McNamee Hosea News & Press


Employee Misclassification May Implicate Tax, Employment Laws

One of the most basic provisions in an employment agreement is the classification of a newly hired individual as an independent contractor or a full- or part-time employee.

Yet a recent article suggests that some employers may have wrongly designated employees as independent contractors as a tax-saving strategy during the recent recession. According to one estimate, that designation may reduce an employer’s labor costs by as much as 30 percent. The savings come from both employment taxes and health benefits.

With that savings incentive, it’s perhaps not a surprise that some companies may be tempted to designate full-time workers as independent contractors. The construction industry may be particularly susceptible to this misclassification practice. Unfortunately, the practice hurts both state governments and individual employees. States depend on payroll taxes for their revenue. Employees falsely designated as independent contractors, in turn, may be double-billed for taxes that were already withheld from their payroll.

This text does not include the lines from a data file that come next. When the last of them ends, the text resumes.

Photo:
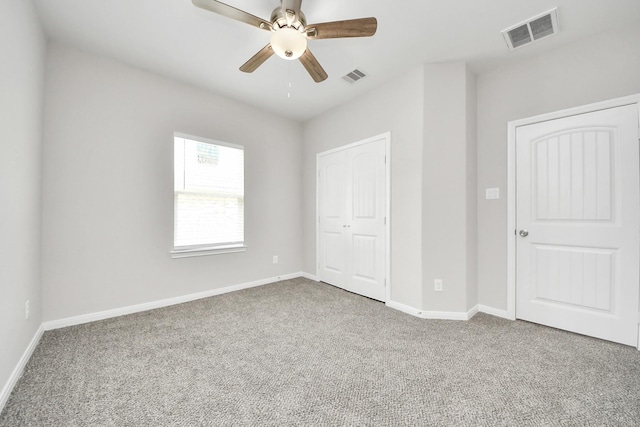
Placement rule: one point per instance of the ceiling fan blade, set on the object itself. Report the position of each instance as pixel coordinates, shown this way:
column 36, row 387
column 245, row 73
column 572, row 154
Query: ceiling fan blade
column 313, row 66
column 363, row 27
column 257, row 60
column 291, row 9
column 233, row 13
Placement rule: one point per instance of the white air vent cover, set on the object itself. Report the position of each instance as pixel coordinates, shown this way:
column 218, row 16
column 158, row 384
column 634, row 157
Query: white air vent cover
column 354, row 76
column 532, row 30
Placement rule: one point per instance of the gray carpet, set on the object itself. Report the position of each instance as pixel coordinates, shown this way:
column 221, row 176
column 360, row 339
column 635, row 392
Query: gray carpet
column 303, row 353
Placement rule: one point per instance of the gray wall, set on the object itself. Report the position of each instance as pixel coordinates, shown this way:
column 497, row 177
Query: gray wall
column 108, row 190
column 448, row 219
column 396, row 107
column 22, row 44
column 595, row 69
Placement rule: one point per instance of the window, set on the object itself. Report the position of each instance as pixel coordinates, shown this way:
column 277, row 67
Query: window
column 208, row 209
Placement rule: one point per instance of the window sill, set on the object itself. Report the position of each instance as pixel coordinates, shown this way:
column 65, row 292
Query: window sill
column 202, row 251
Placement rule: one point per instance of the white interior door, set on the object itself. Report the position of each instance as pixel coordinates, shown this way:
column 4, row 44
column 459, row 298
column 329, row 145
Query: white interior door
column 352, row 218
column 577, row 216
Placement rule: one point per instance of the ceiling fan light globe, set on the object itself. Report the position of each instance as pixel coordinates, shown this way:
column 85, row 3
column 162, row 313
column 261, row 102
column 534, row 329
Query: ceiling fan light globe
column 288, row 43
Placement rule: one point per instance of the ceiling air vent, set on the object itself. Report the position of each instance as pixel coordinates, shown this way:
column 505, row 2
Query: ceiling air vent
column 354, row 76
column 532, row 29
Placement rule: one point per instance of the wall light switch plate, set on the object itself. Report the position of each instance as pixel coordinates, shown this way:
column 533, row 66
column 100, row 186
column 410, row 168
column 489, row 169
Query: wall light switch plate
column 492, row 193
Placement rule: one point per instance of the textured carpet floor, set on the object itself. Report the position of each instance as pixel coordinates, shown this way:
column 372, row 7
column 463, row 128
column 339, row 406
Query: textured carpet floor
column 303, row 353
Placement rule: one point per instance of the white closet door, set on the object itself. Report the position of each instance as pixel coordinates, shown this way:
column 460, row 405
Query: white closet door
column 578, row 220
column 352, row 207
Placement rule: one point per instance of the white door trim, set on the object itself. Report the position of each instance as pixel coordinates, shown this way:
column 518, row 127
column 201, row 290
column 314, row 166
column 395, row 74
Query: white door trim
column 387, row 143
column 511, row 182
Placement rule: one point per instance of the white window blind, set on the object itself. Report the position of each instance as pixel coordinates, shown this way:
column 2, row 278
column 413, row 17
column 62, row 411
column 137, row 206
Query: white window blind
column 208, row 196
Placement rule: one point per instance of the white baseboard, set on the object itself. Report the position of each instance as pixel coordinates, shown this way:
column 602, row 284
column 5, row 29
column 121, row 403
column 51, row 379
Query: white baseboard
column 310, row 276
column 494, row 312
column 425, row 314
column 17, row 371
column 92, row 317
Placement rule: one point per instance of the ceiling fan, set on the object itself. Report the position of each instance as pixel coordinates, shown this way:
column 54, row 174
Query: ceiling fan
column 290, row 32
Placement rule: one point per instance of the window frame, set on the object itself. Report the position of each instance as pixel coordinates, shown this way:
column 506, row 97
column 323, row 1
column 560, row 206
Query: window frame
column 208, row 248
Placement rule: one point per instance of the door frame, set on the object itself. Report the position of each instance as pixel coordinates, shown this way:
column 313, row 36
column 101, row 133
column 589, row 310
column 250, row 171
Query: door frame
column 511, row 182
column 387, row 228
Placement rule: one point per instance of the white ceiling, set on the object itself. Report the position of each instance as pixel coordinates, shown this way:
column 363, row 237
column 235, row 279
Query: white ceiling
column 178, row 40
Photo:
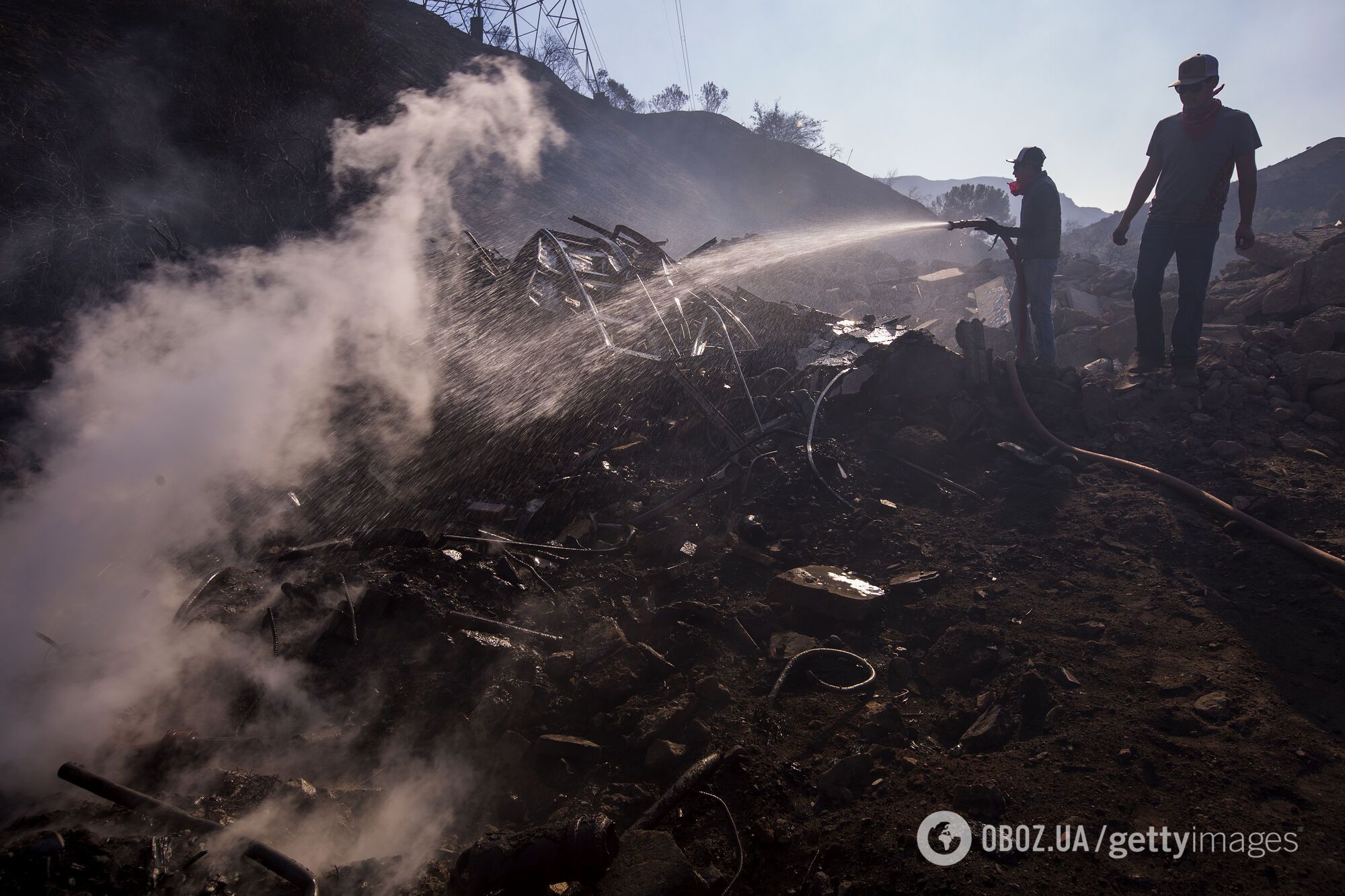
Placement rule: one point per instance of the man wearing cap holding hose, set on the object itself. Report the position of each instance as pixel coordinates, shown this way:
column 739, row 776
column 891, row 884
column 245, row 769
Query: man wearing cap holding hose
column 1192, row 157
column 1039, row 248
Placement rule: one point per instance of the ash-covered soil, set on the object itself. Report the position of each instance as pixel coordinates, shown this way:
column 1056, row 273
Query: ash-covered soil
column 1096, row 651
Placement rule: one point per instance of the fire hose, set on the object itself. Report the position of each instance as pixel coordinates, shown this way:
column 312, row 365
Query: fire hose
column 266, row 856
column 1020, row 294
column 1320, row 557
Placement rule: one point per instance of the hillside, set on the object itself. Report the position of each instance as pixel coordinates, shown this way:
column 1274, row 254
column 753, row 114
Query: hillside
column 1301, row 192
column 1071, row 213
column 147, row 131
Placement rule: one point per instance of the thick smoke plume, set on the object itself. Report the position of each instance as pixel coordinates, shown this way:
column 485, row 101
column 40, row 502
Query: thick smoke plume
column 219, row 378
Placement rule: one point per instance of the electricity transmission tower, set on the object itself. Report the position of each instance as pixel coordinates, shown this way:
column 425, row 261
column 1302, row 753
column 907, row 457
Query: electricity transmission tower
column 558, row 33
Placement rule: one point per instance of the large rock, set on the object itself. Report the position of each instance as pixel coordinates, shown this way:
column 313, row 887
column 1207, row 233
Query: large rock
column 827, row 589
column 1284, row 249
column 991, row 731
column 1335, row 315
column 1067, row 319
column 1077, row 349
column 921, row 366
column 1317, row 368
column 1312, row 283
column 1117, row 341
column 1116, row 280
column 1330, row 400
column 919, row 444
column 1313, row 334
column 652, row 864
column 1281, row 294
column 1325, row 280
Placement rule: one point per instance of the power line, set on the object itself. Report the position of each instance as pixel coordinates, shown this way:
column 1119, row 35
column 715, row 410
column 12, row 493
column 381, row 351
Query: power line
column 687, row 60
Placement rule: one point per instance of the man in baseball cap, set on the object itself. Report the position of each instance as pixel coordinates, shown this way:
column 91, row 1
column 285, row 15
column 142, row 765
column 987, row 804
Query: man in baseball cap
column 1192, row 157
column 1039, row 248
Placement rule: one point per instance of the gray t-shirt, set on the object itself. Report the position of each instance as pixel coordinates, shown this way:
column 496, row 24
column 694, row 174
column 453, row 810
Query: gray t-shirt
column 1194, row 184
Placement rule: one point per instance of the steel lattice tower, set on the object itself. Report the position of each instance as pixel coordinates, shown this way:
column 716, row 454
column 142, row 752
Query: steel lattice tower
column 548, row 30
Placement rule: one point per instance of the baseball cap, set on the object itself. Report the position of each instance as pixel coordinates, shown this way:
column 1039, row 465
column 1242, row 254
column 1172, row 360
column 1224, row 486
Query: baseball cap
column 1196, row 69
column 1030, row 155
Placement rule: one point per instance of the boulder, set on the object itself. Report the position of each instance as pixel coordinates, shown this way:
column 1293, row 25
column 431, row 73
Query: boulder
column 1284, row 249
column 827, row 589
column 1317, row 368
column 1281, row 294
column 921, row 366
column 1067, row 319
column 1330, row 400
column 1098, row 405
column 1335, row 315
column 1077, row 349
column 568, row 747
column 845, row 775
column 919, row 444
column 1313, row 334
column 1325, row 280
column 1116, row 280
column 991, row 731
column 650, row 864
column 1117, row 341
column 1229, row 450
column 1215, row 706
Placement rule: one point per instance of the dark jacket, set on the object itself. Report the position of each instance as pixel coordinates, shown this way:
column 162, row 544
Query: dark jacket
column 1039, row 235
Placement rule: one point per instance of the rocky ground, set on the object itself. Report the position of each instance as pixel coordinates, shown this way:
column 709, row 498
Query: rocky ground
column 1067, row 646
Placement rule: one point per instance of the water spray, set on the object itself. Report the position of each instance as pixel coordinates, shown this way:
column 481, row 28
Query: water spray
column 1020, row 294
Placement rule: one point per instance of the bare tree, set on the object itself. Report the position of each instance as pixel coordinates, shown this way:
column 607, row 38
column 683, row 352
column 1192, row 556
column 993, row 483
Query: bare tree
column 714, row 97
column 973, row 201
column 789, row 127
column 618, row 95
column 558, row 57
column 670, row 99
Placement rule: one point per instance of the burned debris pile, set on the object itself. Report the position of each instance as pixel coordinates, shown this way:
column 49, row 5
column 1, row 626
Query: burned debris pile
column 804, row 581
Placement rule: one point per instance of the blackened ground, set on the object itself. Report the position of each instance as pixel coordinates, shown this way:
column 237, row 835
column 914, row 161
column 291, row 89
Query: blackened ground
column 1152, row 667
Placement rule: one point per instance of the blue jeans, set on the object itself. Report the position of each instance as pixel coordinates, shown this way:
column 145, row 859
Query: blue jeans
column 1194, row 244
column 1042, row 338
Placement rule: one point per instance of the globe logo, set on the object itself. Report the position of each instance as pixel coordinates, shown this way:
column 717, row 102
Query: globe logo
column 945, row 837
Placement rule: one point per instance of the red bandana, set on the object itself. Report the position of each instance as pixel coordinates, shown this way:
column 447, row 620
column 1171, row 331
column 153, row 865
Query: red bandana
column 1199, row 123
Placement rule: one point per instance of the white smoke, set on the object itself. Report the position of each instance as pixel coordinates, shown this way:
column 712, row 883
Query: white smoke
column 216, row 377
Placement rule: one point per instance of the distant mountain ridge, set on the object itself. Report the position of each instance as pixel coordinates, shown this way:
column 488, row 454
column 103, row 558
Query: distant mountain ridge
column 1301, row 192
column 929, row 190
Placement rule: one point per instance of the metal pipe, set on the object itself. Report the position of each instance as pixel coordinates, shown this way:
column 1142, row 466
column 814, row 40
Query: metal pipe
column 689, row 780
column 266, row 856
column 738, row 841
column 564, row 552
column 817, row 651
column 496, row 627
column 734, row 352
column 813, row 425
column 1320, row 557
column 181, row 616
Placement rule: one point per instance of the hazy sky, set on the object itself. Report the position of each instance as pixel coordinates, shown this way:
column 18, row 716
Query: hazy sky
column 953, row 89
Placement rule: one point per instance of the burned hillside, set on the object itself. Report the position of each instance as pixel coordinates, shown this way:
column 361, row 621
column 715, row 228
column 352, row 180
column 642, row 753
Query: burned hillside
column 787, row 505
column 508, row 494
column 143, row 134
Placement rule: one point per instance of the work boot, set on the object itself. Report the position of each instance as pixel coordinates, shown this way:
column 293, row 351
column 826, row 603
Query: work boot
column 1147, row 365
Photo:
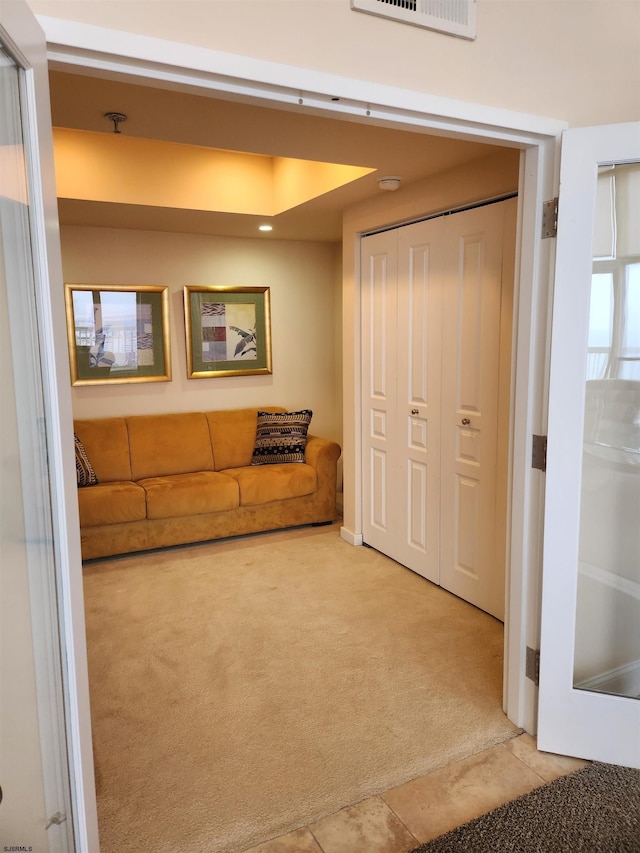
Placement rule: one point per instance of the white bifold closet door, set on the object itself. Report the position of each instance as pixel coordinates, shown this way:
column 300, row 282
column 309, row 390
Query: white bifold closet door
column 436, row 352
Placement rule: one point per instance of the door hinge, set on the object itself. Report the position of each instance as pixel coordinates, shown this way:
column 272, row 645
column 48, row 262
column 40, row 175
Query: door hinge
column 532, row 667
column 550, row 218
column 539, row 452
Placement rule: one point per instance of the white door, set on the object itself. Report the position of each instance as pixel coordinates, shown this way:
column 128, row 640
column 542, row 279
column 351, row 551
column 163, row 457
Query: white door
column 476, row 376
column 43, row 806
column 589, row 703
column 433, row 328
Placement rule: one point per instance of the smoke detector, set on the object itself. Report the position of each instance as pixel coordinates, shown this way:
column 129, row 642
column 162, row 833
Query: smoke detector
column 390, row 183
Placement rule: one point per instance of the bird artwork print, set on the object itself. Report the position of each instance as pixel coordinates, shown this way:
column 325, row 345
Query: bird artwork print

Many states are investigating alleged instances of this misclassification. In fact, 30 states currently have laws regarding worker misclassification, representing an increase from only 23 states in 2010. An employment law attorney might advise that an effective safeguard against such an investigation is clear language in an employment contract.

With the help of an attorney, an employment agreement can clearly set forth all material terms, includes job duties, wages, and worker classification as an independent contractor or full- or part-time employee. Of course, such contracts may need to be customized for particular job openings, but an attorney might ensure that any modifications comport with existing laws and avoid ambiguity for employer and employee alike.